Il se tient dans l'encadrement de la porte, en jean, tee-shirt et baskets. Il porte un blouson de cuir marron. C'est la première fois que je le vois habillé décontracté et ça lui va assez bien, je dois dire.

— C'est vous, tout ce bruit en bas ?

— Oui, c'est moi. Je devais me débarrasser des gorilles qui m'empêchent de venir te voir depuis neuf jours.

— On se tutoie maintenant, si j'ai bien compris...

Il me regarde, amusé. Je suis encore en colère, il le sait et il l'accepte.

— Tu as l'air de te porter beaucoup mieux...

— Ce n'est pas grâce à toi !

— J'en ai conscience, Annabelle.

Il baisse la tête. C'est étrange de le voir ainsi. Il est différent de l'homme sûr de lui, à la limite de l'arrogance, que j'ai côtoyé jusqu'à aujourd'hui.

— Je vais bien, ce n'était rien.

Je tente de minimiser ma présence ici. Je ne veux pas qu'il sache à quel point je suis brisée, à quel point il a réussi à me faire basculer.

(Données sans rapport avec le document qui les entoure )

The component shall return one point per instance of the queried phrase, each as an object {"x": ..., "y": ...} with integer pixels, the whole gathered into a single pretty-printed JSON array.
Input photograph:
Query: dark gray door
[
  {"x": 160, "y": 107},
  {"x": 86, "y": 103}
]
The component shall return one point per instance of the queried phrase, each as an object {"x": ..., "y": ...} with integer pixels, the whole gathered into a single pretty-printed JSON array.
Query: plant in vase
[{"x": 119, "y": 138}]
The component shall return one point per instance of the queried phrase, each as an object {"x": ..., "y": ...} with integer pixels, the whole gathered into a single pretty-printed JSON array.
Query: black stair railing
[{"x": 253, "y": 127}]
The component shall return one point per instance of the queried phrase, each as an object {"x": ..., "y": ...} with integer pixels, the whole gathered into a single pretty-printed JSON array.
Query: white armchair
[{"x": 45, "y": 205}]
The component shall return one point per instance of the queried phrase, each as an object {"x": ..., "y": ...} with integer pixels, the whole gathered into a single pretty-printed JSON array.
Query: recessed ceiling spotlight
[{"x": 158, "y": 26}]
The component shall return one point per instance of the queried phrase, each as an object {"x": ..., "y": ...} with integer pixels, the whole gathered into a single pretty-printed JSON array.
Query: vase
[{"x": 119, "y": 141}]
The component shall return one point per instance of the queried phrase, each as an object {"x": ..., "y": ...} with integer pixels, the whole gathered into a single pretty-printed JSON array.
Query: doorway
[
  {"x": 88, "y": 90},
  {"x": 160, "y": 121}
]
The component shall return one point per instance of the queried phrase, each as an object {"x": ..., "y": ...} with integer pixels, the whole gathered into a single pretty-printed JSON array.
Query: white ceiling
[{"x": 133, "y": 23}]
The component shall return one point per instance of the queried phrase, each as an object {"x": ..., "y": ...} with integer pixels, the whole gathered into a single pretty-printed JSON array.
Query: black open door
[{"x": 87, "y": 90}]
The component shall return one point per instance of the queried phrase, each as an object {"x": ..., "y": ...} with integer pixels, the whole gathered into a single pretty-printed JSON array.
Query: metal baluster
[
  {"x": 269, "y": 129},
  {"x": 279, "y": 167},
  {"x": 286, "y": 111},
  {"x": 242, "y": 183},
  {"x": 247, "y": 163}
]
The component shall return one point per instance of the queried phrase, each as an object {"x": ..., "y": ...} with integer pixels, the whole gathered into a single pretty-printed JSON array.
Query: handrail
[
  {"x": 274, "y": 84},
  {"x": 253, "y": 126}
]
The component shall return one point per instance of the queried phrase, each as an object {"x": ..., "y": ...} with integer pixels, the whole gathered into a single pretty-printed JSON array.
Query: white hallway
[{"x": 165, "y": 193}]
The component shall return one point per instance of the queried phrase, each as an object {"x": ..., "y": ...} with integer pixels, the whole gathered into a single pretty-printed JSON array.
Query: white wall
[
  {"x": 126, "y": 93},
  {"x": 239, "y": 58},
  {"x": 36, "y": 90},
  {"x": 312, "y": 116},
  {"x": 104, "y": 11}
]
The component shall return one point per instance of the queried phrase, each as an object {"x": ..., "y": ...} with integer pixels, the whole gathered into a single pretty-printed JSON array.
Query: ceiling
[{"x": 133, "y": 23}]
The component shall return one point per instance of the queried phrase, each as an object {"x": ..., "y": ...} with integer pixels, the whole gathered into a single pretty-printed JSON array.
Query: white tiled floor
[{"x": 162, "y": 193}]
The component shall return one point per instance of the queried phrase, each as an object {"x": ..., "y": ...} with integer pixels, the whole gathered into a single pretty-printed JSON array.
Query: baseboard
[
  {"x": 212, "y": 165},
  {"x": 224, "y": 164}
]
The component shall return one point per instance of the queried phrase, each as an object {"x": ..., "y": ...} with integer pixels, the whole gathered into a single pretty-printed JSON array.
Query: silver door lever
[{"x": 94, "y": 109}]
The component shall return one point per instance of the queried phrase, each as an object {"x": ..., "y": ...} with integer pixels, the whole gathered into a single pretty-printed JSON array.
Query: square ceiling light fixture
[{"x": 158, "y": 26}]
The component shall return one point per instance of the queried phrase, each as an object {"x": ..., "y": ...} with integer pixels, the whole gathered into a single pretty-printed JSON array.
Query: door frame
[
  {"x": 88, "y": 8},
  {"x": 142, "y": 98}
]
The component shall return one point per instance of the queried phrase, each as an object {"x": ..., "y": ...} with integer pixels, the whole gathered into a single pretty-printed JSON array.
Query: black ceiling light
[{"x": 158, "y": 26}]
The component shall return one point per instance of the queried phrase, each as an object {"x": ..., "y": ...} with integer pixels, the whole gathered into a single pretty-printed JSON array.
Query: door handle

— Tu ne t'en souviens sans doute pas, mais j'ai passé deux heures près de toi, ce soir-là, à la clinique à Paris. Je sais parfaitement que c'était beaucoup de choses, mais certainement pas rien. Tu étais dévastée, infiniment pâle, j'ai même cru un instant... Peu importe ce que j'ai cru. Tu semblais totalement perdue. Tu ne peux pas dire que ce n'était rien, Annabelle.

Je le regarde, interdite. Il est venu, il était là-bas... Mais pourquoi ?!?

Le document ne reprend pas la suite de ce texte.